Remontons donc orgueilleusement à la source de notre
existence et de notre gloire ; saluons avec respect nos vieux et rustiques
monuments ; pénétrons dans les vastes et ombres forêts qui ombrageaient
notre berceau ; et avant d’écrire les fastes de la France parcourons rapidement
ceux des Gaulois et des Francs nos aïeux.
Leurs fables n’ont pas le charme séduisant de celles d’Hésiode
et d’Homère ; mais elles sont peut-être moins absurdes que celles des
adorateurs d’Isis, des farouches Pélasges, et des grossiers fondateurs de Rome.
L’Hercule gaulois est plus moral que l’Hercule grec : au
lieu d’une massue, il porte attachée à sa bouche une chaîne, emblème heureux
du pouvoir, de la raison et de l’éloquence.
Notre Theutatès, remplit dans les cieux la même mission
que Mercure.
Ésus est sanguinaire comme Mars, mais moins débauché que
Jupiter.
Les Gaulois rendaient à Minerve le même culte que les
Grecs.
Nos fées sont plus attrayantes que les sibylles.
Le gui de chêne par ses merveilles, choque moins le bon sens
que ce clou sacré, enfoncé solennellement par les dictateurs à la porte des
temples pour éloigner la peste, et l’image de Bérécynthie promenée dans les
champs gaulois, ainsi que les chrétiens portèrent depuis celle de la vierge
de Nanterre pour appeler sur eux la rosée du ciel, plaît davantage à l’imagination
que le culte sévère de Cybèle et de Vesta. Revenons donc à présent sur nos
pas, et reportons nos regards sur cette époque désastreuse où la ruine de Rome
parut replonger dans le chaos le monde civilisé.

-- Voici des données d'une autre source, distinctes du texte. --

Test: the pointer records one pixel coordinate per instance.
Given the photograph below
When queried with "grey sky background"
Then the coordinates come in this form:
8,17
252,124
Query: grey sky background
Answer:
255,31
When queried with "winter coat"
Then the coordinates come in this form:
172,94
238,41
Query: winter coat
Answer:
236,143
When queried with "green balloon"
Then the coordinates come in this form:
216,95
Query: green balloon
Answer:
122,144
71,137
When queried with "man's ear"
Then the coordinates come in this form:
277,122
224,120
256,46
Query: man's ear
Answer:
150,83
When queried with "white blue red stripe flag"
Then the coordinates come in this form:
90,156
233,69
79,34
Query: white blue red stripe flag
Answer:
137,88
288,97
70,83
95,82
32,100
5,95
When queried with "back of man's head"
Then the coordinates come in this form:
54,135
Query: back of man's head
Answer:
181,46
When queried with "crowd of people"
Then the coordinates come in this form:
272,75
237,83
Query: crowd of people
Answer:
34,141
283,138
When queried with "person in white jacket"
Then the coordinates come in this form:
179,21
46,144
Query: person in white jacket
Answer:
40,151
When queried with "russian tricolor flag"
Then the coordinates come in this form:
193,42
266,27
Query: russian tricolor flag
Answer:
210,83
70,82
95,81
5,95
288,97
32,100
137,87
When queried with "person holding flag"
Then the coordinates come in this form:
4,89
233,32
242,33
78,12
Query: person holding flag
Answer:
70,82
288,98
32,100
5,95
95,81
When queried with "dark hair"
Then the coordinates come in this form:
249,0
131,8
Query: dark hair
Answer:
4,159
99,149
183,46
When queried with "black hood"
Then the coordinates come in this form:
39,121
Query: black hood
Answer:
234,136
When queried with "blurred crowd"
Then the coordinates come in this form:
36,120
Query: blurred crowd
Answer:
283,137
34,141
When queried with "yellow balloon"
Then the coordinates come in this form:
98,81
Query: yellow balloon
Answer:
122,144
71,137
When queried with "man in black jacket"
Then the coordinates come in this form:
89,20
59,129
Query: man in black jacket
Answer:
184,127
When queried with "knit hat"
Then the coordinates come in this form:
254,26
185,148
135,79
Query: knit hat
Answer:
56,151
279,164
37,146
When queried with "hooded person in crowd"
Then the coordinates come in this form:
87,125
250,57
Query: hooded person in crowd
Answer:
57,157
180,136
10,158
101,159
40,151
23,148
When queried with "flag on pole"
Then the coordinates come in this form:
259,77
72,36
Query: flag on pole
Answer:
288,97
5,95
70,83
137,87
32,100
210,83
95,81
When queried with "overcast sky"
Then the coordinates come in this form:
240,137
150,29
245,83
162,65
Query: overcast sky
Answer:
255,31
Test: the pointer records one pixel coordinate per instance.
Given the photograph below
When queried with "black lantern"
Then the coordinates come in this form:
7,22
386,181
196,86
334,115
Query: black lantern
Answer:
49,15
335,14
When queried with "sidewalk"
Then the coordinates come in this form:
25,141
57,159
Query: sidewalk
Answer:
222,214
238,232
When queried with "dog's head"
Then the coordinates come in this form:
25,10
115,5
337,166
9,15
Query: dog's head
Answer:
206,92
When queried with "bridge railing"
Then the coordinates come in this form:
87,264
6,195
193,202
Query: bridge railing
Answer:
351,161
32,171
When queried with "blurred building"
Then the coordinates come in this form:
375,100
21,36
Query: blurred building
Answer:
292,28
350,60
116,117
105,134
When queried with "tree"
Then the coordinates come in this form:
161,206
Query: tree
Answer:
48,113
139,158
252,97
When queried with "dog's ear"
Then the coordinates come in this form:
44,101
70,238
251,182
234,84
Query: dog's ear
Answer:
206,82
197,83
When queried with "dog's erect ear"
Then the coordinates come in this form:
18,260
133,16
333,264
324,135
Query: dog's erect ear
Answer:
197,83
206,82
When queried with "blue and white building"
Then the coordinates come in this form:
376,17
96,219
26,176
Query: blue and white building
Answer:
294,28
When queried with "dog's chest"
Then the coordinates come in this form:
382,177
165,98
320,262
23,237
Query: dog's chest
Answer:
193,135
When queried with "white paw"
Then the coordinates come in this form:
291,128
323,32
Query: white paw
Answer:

Les antiques monuments, les mystérieuses et gigantesques grandeurs
de l’Égypte sont loin de nous ; nous avons vu naître et mourir l’empire de Cyrus
; les héroïques et riantes fables de la Grèce ont disparu ; la nation des
miracles, le peuple de Dieu languît dispersé ; l’orgueilleuse Carthage est
détruite.
Nous avons suivi tous les pas du colosse romain depuis son
berceau jusqu’à sa tombe ; nous avons décrit son accroissement rapide, son habileté
profonde, sa force, sa gloire, sa grandeur, sa liberté, son luxe, sa
corruption, sa décadence, sa servitude ; nous entendons encore le bruit de sa
chute, et nous venons de voir ses derniers débris écrasés dans Byzance : par
les farouches enfant de Mahomet.
Au signal de la destruction de l’empire romain en Italie,
l’Occident est devenu la proie des sauvages guerriers du nord. Une moitié du
monde s’est vue esclave et musulmane, l’autre chrétienne, mais barbare ; les arts, les lumières, les richesses, la
civilisation de tant de siècles ont fui devant le fer des Celtes et des Scandinaves
; l’Olympe est sans Dieux, le Parnasse
sans Muses.
Le voile sombre de l’ignorance s’est étendu sur ces belles
contrées, où les sciences jetaient naguère un si vif éclat : ce Capitole
où montaient tant de triomphateurs, ce Forum où Cicéron enchaînait par son éloquence
une foule attentive, cette superbe Rome que Virgile enorgueillissait en
ressuscitant les héros troyens, cette cité célèbre où les vers harmonieux d’Horace
disposaient le cruel Octave à faire chérir le pouvoir d’Auguste, où le sévère
Tacite faisait pâlir les tyrans, ne
retentissent plus que des cris de guerre des Hérules, des Goths et des
Lombards..
L’indomptable Espagne a succombé sous les coups des
Suèves, des Visigoths ; les Vandales l’ont traversée pour ravager l’Afrique
; enfin la Gaule,
depuis longtemps plus tranquille, plus riche, plus florissante que l’Italie, la Gaule inondée par un
torrent dévastateur de Goths, de Bourguignons, de Huns, d’Allemands, d’Alains
et de Francs, a vu ses champs dépouillés, ses écoles désertes, des temples
renversés, ses cirques détruits, ses villes incendiées.
La Gaule,
jadis la terreur de Rome et l’effroi de l’Asie ; la Gaule, qui coûta dix années
de travaux à César ; la Gaule,
rempart inexpugnable de l’empire contre les Germains ; la
Gaule, si heureuse sous les Antonins, si paisible sous Constance,
si chère à Julien, la Gaule
est devenue l’esclave de mille tyrans.
Nous la voyons couverte d’épaisses ténèbres, mais, elle
n’est qu’abattue et non détruite ; à la lueur sanglante des glaives meurtriers
qui se choquent dans son sein, admirons ses efforts pour se relever ! Bientôt
elle va civiliser ses farouches vainqueurs ; bientôt, cette Gaule fameuse, se
frayant une nouvelle route à la gloire, va, sous le nom brillant de France,
disputer encore à Rome son antique renommée, fonder un nouvel empire d’Occident,
servir d’exemple au monde par ses lois, l’étonner par ses triomphes, l’éclairer
par ses chefs-d’œuvre, l’enrichir par son commerce et répandre la splendeur
de son nom et de ses armes jusqu’aux extrémités de la terre.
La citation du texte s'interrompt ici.